While the promotion may have been out of spite – Matthews (Geoff Pierson) promotes Deb instead of Batista (David Zayas) to get back at LaGuerta (Lauren Velez) – it serves as a culmination for the character who first started as a gangly Vice cop still learning the ropes in Season 1.
As things are looking up for Deb's career, Carpenter says Deb's response to Sunday's other proposal is an example of how much her character has grown and learned how to finally start making "healthy decisions."
"The Hollywood Reporter" caught up with Carpenter to discuss Deb's evolution, Quinn (Desmond Harrington) and how her "f-bomb" ways will change now that she's a lieutenant (hint, they won't!).
The Hollywood Reporter: How has your approach to playing Deb changed since the early days of Season 1 when she was a rough-around-the-edges Vice cop?
Jennifer Carpenter: The first year was absolutely an education in how to work in television and I appreciate the learning curve the audience gave me. I feel like I've been able to mature as an actress alongside of Deb. I feel like every year she makes huge leaps – not as a cop but how she's evolved as a woman. This year she's fine-tuned her tools a bit; she's a little better about masking her feelings so that she can charge through the work and also be a little more creative about how she tries to penetrate Dexter's walls.
THR: She received two big proposals in Sunday's episode. Which of the two scares her most?
Carpenter: The lieutenant proposal for sure because it means that she is sort of surpassing her father's career, which is intimidating.
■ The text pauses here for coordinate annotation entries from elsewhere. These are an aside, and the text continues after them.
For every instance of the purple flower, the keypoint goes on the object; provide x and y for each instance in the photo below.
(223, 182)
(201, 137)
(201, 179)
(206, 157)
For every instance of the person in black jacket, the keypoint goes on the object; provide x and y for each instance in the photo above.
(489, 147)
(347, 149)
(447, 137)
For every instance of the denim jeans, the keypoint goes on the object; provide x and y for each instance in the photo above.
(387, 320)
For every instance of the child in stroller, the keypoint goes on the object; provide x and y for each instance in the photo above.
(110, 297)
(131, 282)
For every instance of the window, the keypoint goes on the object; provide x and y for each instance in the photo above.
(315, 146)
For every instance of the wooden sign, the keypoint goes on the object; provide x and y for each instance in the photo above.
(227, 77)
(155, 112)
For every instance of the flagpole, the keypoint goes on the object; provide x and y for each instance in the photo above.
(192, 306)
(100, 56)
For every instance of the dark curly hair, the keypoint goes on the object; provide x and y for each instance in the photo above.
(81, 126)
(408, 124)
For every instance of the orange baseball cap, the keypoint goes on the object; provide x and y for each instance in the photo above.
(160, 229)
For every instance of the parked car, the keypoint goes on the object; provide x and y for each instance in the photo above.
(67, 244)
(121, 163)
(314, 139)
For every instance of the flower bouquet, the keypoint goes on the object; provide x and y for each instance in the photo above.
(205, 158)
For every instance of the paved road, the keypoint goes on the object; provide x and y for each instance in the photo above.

She has no marker for what right and wrong look like beyond Harry, as far as being a cop. I think she knows exactly how to handle the proposal from Quinn; I think she's pretty certain about where that should go.
THR: She ultimately doesn't want anything to change with Quinn. Why does she decline his proposal?
Carpenter: I think they are a great fit. I think for once in her life she's honoring what's true for her and not concerned about whether it's going to hurt other people or what other people will think of it. She's really living her own life and has enough with trying to do right by everyone else; that hasn't really worked out. So now she's going to really operate from what she knows to be true inside.
THR: How will her promotion impact her relationship with Quinn?
Carpenter: It is incredibly difficult not only to negotiate her relationship with Quinn but Bautista – it should be his job. He's earned it, he's got seniority, he has been a mentor to her and it is just shady politics and spite that get her to that desk. While she was, I think, born to be a detective and be and be a public servant, I think there's a lot of learning to do there. Look at how she uses her vocabulary: she throws f-bombs like weapons and you can't really do that when you're trying to lead. She has to find a new way.
THR: Will Deb have to change her "f-bomb" approach now that she's a lieutenant? They've almost become her trademark.
Carpenter: That's who she is. She's trying to find a way to live her life in her own skin and still be successful. So will she find a way to make the f-bomb work? Absolutely. (Laughs.)
THR: How will her promotion impact her relationship with Dexter? Will she lean on him the way she did in those early days of Vice?
Carpenter: I think she leans on him less and less. She's trying to be really present and accept the relationship for what it is and not try to manipulate it and let him hopefully come to her in his own time. What makes it really interesting is that now there's nothing to slow Deb down. So when she gets a lead, she can chase it immediately and not have to run through the chain of command. So Dexter has to work that much faster, that much smarter, that much harder so that she doesn't find out the thing he's trying to keep a secret.
THR: Will Deb's promotion help her get closer or further to finding out Dexter's secret, especially since LaGuerta was typically a desk jockey.
Carpenter: I think she's on his heels anyway as far as staying on top of everything that goes through the office. She's always getting closer, every second of every day of every episode, every season. Definitely closer.
THR: What kind of fallout will there be with Quinn after she turns him down and becomes his boss?
Carpenter: She's going to suit up and she's going to do the job and act as if everything is all right and hope that he'll fall in line. They both have their own ways of coping, which will be interesting for Quinn.
THR: What's Deb's way of coping?
Carpenter: I think her way of coping is to focus on the job. I think there's a grieving period but I think because she honored what she knew to be true, there will be reward in that as well and she'll be afforded some comfort and strength. It'll jut add another sturdy building block for her to keep making the right choices – finally! Healthy choices!
THR: Is this the end of Deb and Quinn romantically?
Carpenter: I don't know about that. I just know it's not time for them to get married. (Laughs.)
THR: Deb also has her first press conference coming up. How will she handle the public spotlight?
Carpenter: She's thrown in with the sharks by LaGuerta and she's as green as I felt the first season, so she'll do her best. With Deb it's always about getting the bad guy; it's always about protecting what's right and wrong. So when she tries to do right thing and wear the right clothes and say right thing, inevitably she trips and falls. But when she stands in her own shoes and speaks from her gut, then things usually fall in line.
"Dexter" airs Sundays at 9 p.m. on Showtime.